Khalilzad hopeful for Afghan-Pakistan side agreement
The United States’ Special Representative to Afghanistan, Ambassador Zalmay Khalilzad, voiced his hope that the Afghan government can reach a side-deal with Pakistan, with the latter’s support for the Taliban being an impediment to better relations in the past.
As the United States has started to expedite its withdrawal process from Afghanistan, especially in light of President Trump’s recent announcement to “bring troops back” by December, the plodding pace of the negotiations between the Taliban and the Kabul government continues to persist.
According to Khalilzad, speaking recently at the University of Chicago’s Pearson Institute, Pakistan’s Prime Minister Imran Khan, and military chief Gen. Qamar Javed Bajwa, has been “helpful” in the diplomatic process – adding that, “we are seeking an agreement between Afghanistan and Pakistan as an adjunct to an internal peace”.

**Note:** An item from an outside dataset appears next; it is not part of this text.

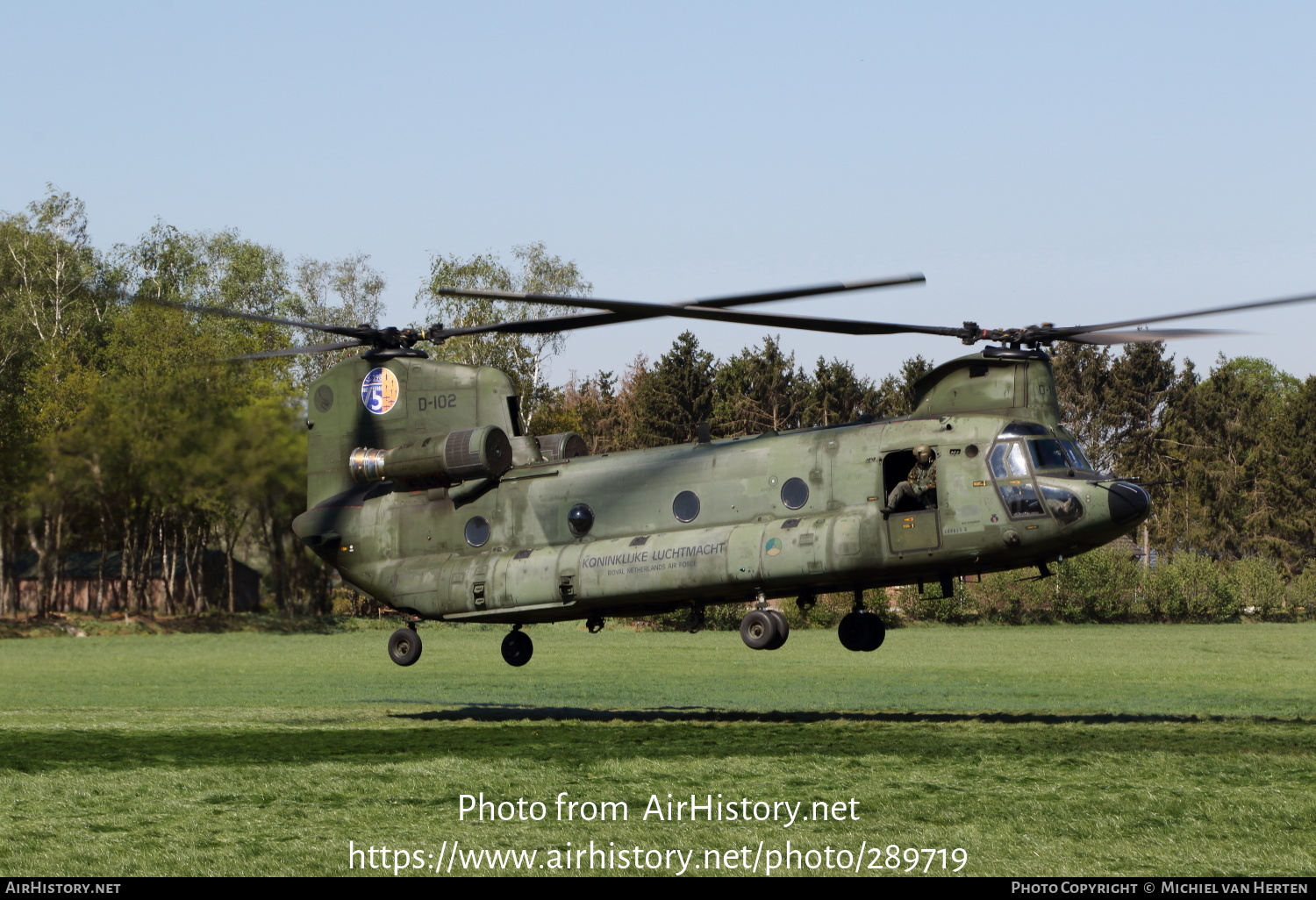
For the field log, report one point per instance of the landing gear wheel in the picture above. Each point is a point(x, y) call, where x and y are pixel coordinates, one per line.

Critics, especially in Afghanistan and Pakistan’s historic rival India, see Islamabad as using its comprehensive military and intelligence apparatus to back Taliban violence as a means to exert influence on its neighbour. To this, Khalilzad added that both countries would, “agree that their territory will not be allowed to be used against the other by extremist groups or groups that would undermine the security of the other”.
Khalilzad mentioned that “There are economic reasons that would be transformative for the region should peace in Afghanistan come”, adding that he saw economic incentives for Pakistan, which suffers severe power shortages and could import power from electricity-rich Central Asia if the Afghan government and Taliban reach a deal.